Reality is not all that Americans are out of touch with. A survey by the Federal Reserve revealed that more than a third of American households don’t accurately report their credit card debt. On average, the typical consumer is about $2,000 short on reporting their debt. The data further revealed that only half of households reported carrying any debt.
The survey is called the Survey of Consumer Finances and is a reputable source in the industry. The survey was conducted when survey takers were asked to report their own debt, compared to their actual death reported by Equifax — one of the three major credit reporting agencies. An interesting fact is that data reported that consumers on average more accurately reported their mortgage and student loan debt, and more consistently misjudged their amount of credit card debt.
On average, households end up reporting $4,700 in credit card debt, while the facts state that most families have credit card debt close to $7,134. “Household surveys are the source of some of the most widely studied data on consumer balance sheets … at the same time, recent research questions the survey respondents’ propensity and ability to report debt characteristics accurately,” according to The Wall Street Journal in reference to the report.
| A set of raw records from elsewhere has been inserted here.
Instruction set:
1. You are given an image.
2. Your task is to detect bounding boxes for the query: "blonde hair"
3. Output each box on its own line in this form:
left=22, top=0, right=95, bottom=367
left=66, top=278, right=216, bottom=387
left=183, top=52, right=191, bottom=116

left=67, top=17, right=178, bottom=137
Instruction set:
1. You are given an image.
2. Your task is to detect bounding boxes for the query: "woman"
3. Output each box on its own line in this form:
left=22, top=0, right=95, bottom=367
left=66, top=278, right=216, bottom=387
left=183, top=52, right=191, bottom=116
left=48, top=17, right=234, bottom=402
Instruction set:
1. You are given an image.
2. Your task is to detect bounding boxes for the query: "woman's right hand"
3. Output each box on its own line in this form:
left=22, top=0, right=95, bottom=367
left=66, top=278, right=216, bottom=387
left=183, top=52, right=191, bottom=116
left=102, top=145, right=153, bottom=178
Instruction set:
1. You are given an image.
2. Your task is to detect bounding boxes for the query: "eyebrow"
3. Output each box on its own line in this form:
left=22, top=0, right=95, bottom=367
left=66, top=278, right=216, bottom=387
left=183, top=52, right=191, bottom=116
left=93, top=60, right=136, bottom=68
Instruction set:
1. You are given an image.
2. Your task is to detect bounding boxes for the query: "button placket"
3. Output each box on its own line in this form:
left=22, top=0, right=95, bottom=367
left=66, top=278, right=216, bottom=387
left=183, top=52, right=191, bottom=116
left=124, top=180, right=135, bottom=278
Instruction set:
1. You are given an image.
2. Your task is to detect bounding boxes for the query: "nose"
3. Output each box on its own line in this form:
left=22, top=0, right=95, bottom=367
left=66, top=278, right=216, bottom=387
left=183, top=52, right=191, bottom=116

Even if analysts are uncertain about the validity of the survey, it’s clear that consumers are in the dark about their credit card debt. Some of the disparity in reporting could come from asking members of the household who were not fully aware of the household’s debt situation. But that hiccup can only account for so much, the trend seems to point much more towards the fact that the American consumers are not aware of their credit card finances.
Consumers should do their best to stay on top of their finances, the amount of debt owed and their credit score so they can make sound financial decisions in the future. If Americans are not aware of their debt, it can become easier for them to end up drowning in debt.
Consumers can keep track of their debt by monitoring their statements every month, as well as paying off bills on time and keeping spending low can be efficient ways to always know how much you owe in credit card debt. Also, many banks have phone applications that alert you to your credit card balance and the amount due on your next payment.
It seems that consumers don’t forget about mortgage and student loan payments because they are more or less the same every month. Try to keep the same habit, by paying a certain percentage of your balance every month. Falling out of touch with the amount of credit card debt you owe is not a smart move. Always keep a keen eye on your debt, your credit score and the amount of money you have.